Des similitudes entre les sacrifices russes et les efforts des Burkinabè

Pour le militant souverainiste, cette expérience historique peut inspirer le Burkina Faso dans le contexte actuel de lutte contre le terrorisme et de quête d’indépendance totale. « La Russie nous montre qu’il n’existe pas d’adversité insurmontable lorsqu’un peuple décide de défendre sa souveraineté », soutient-il. Le dirigeant du mouvement « Deux heures pour Kamita » voit des similitudes entre la mobilisation soviétique durant la Seconde guerre mondiale et l’implication croissante des populations burkinabè dans l’effort de défense nationale, notamment à travers les Volontaires pour la défense de la patrie (VDP) et le recrutement prochain de réservistes.
« La guerre de libération n’est pas uniquement l’affaire de militaires professionnels. C’est la mobilisation de tout un peuple », affirme-t-il. A l’en croire, la Russie a démontré qu’une nation pouvait utiliser « toutes les ressources possibles », y compris la géographie, le climat ou la mobilisation populaire, pour résister à une menace existentielle.
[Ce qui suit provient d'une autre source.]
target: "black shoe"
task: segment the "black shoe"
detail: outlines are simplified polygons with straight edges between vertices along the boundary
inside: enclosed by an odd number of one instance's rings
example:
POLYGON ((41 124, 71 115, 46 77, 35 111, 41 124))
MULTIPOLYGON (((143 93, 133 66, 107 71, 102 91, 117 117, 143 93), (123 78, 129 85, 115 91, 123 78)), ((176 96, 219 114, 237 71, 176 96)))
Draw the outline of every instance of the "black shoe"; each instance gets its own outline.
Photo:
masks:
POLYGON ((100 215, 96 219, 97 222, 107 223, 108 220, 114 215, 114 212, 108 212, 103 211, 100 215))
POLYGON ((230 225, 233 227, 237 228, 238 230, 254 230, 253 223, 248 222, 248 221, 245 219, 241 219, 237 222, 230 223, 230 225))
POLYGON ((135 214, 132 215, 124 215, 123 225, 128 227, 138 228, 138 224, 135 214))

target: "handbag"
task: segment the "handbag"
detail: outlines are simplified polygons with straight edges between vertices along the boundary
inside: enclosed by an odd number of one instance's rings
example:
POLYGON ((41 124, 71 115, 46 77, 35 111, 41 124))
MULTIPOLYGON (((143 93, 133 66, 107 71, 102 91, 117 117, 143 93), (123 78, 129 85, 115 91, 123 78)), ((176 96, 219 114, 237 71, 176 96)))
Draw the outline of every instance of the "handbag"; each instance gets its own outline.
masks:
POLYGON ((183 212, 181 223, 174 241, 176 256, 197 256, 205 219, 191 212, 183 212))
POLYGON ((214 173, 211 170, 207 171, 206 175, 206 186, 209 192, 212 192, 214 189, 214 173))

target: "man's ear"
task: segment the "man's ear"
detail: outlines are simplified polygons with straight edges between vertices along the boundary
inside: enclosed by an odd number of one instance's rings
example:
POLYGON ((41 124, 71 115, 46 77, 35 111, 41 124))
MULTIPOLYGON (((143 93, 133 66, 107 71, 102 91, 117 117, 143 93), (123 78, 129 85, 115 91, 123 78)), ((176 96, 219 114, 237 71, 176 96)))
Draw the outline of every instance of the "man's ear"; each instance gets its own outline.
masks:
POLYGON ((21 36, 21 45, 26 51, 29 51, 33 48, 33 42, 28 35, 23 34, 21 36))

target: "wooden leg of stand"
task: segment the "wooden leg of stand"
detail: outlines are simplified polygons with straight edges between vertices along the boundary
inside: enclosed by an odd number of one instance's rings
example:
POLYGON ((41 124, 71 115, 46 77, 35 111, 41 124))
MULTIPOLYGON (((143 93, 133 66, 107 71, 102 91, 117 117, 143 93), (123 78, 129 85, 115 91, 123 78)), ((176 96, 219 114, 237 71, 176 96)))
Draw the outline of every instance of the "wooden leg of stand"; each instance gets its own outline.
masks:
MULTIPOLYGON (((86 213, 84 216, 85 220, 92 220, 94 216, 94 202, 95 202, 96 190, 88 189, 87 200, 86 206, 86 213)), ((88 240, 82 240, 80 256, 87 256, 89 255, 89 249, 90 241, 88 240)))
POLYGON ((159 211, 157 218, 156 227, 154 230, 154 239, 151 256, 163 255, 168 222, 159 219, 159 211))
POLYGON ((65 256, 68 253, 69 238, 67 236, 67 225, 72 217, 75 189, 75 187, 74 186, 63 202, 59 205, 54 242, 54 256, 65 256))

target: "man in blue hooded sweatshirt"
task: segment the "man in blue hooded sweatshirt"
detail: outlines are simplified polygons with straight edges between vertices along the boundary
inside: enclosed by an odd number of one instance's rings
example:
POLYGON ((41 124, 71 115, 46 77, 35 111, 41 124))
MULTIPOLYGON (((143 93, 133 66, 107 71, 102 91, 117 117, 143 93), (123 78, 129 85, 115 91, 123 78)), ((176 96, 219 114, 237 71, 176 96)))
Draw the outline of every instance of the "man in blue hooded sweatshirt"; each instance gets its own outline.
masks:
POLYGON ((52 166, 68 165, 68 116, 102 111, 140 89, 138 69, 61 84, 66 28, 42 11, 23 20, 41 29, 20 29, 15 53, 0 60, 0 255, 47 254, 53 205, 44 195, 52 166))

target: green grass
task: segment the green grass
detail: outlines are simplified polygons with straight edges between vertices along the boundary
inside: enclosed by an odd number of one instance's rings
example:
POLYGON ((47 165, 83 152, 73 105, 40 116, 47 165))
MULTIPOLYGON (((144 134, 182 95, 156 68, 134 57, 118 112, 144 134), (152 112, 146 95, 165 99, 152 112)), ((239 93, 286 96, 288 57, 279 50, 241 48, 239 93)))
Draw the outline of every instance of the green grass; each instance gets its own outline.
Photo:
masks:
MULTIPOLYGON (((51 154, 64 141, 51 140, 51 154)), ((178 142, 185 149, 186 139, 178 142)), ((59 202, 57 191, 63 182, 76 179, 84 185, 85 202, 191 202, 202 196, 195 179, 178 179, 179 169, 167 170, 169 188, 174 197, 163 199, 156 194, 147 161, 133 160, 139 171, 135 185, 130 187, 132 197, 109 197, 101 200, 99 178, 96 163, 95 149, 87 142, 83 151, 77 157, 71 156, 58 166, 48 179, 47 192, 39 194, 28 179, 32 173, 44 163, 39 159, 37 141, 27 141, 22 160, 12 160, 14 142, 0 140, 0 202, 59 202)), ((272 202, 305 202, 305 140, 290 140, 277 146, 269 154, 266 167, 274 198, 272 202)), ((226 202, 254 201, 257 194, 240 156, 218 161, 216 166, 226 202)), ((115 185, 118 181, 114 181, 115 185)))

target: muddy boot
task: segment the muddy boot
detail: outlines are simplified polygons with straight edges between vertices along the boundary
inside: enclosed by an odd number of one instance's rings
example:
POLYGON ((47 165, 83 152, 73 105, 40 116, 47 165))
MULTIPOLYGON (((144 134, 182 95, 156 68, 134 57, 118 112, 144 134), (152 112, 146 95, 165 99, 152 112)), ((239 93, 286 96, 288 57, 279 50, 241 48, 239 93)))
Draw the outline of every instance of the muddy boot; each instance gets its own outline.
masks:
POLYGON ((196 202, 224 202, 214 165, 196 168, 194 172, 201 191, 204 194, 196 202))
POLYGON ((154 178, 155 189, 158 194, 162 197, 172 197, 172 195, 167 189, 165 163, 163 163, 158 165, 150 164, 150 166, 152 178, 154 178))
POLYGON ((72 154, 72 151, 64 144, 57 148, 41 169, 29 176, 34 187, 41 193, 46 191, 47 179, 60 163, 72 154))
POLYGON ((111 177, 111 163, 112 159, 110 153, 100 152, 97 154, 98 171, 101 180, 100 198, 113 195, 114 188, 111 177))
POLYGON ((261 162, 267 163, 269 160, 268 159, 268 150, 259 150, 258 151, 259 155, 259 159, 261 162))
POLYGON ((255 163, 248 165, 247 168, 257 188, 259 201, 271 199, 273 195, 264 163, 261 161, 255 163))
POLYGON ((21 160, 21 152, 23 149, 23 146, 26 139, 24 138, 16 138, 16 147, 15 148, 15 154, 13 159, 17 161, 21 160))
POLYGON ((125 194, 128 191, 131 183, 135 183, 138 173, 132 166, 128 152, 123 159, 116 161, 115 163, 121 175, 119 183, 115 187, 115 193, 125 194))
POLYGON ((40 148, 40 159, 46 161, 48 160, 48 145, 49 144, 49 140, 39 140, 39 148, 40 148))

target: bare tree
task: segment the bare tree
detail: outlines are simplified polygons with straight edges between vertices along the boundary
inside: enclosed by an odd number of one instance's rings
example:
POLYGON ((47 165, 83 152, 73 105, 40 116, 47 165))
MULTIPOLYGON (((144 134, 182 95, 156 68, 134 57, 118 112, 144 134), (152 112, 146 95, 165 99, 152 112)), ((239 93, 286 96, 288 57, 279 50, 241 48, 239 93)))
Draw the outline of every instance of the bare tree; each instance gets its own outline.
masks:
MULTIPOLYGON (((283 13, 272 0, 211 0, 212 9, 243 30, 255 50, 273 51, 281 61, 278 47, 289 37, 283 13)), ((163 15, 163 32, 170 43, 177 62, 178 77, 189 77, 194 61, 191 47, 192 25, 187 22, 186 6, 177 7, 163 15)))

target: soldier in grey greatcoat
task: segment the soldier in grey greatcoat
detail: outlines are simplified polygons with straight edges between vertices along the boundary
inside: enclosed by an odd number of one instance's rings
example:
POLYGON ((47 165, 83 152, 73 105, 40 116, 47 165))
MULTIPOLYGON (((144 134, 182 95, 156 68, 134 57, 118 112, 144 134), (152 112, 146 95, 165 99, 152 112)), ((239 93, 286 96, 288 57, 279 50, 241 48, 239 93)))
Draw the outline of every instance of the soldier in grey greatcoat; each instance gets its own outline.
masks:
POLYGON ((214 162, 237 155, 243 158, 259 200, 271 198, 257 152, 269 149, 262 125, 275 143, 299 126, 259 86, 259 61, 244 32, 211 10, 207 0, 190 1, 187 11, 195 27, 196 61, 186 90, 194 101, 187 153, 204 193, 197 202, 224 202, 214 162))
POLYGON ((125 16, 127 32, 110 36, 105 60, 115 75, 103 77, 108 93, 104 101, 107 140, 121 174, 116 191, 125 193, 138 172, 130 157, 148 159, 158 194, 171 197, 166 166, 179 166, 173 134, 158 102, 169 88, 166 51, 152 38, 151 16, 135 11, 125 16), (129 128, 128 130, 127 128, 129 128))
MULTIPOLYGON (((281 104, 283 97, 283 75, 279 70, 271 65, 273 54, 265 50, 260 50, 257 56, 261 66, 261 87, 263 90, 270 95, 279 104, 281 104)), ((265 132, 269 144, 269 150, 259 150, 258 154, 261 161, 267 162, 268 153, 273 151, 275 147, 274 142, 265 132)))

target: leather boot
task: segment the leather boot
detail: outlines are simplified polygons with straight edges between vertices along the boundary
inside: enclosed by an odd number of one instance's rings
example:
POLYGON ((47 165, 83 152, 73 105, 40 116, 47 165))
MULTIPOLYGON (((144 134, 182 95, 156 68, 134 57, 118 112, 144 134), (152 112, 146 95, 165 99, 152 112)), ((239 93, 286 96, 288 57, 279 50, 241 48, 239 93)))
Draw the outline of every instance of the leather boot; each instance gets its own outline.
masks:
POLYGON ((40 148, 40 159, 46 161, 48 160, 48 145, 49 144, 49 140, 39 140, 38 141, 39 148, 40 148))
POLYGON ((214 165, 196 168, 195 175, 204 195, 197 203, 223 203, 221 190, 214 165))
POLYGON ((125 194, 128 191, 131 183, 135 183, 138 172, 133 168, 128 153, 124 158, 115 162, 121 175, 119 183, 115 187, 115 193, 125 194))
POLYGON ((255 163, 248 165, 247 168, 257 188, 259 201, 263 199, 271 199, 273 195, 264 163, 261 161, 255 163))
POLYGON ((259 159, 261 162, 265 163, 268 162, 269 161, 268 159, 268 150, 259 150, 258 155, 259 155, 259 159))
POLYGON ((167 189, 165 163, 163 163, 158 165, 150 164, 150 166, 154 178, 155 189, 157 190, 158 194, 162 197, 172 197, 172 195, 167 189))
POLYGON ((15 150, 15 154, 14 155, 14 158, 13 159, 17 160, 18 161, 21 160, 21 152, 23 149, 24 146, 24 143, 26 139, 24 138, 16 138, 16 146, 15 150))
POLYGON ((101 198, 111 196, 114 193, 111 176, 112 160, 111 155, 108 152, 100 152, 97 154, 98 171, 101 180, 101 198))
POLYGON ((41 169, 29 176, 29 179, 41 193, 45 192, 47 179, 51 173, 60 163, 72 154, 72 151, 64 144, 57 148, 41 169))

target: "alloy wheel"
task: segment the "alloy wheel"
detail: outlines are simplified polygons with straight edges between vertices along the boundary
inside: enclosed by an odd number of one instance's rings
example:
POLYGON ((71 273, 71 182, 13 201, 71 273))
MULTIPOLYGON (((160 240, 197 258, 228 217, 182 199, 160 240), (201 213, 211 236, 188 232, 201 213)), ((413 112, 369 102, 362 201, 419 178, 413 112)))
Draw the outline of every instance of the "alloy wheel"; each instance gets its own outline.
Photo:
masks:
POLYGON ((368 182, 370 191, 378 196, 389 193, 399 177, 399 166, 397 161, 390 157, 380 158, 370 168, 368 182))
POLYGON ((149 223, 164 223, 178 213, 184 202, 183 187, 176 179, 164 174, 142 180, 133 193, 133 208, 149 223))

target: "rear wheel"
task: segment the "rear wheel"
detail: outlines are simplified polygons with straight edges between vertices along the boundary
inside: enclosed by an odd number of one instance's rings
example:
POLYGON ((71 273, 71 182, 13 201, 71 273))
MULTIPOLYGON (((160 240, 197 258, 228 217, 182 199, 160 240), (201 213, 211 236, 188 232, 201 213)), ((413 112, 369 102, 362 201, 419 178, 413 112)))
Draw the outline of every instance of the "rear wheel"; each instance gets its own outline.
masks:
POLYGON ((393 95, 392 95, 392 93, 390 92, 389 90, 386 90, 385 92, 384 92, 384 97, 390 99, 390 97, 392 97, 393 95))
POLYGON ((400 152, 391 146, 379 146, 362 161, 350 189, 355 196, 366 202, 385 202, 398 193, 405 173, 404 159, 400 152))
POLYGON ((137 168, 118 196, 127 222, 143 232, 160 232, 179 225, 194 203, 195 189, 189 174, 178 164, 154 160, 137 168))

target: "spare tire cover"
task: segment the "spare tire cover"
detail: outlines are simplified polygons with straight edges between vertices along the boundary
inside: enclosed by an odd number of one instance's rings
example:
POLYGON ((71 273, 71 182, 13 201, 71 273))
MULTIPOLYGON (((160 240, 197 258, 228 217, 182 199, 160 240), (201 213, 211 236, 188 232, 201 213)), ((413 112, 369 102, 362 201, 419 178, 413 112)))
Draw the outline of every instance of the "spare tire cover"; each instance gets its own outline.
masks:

Imhotep Lianhoué Bayala estime également que le rapprochement entre la Russie et plusieurs pays africains repose sur une mémoire historique favorable à Moscou. Il rappelle que l’Union soviétique avait soutenu plusieurs mouvements indépendantistes africains durant la période coloniale. « Les populations africaines n’ont pas à reprocher à la Russie des crimes coloniaux ou esclavagistes comme ceux commis par certaines puissances occidentales », soutient-il. Selon lui, cette perception explique en partie la popularité croissante de la Russie auprès d’une partie de la jeunesse africaine, notamment dans les pays de l’Alliance des Etats du Sahel (AES).
Le chercheur appelle enfin les autorités et les sociétés civiles africaines à approfondir leur connaissance des stratégies russes de défense et de mobilisation populaire. « Nous devons apprendre de la diversité des stratégies de résistance développées par la Russie. Il faut renforcer la volonté de se battre par la connaissance de l’histoire et des méthodes de lutte », plaide-t-il.
Pour M. Bayala, le Burkina Faso est engagé dans « un processus de libération totale » encore inachevé, mais dont l’issue peut être favorable si le peuple reste uni autour de l’idéal souverainiste. « Nous pouvons aussi rêver du destin russe. Non pas parce que les Russes sont plus beaux, mais parce que leur courage historique nous enseigne qu’un peuple déterminé peut préserver sa souveraineté », conclut-il.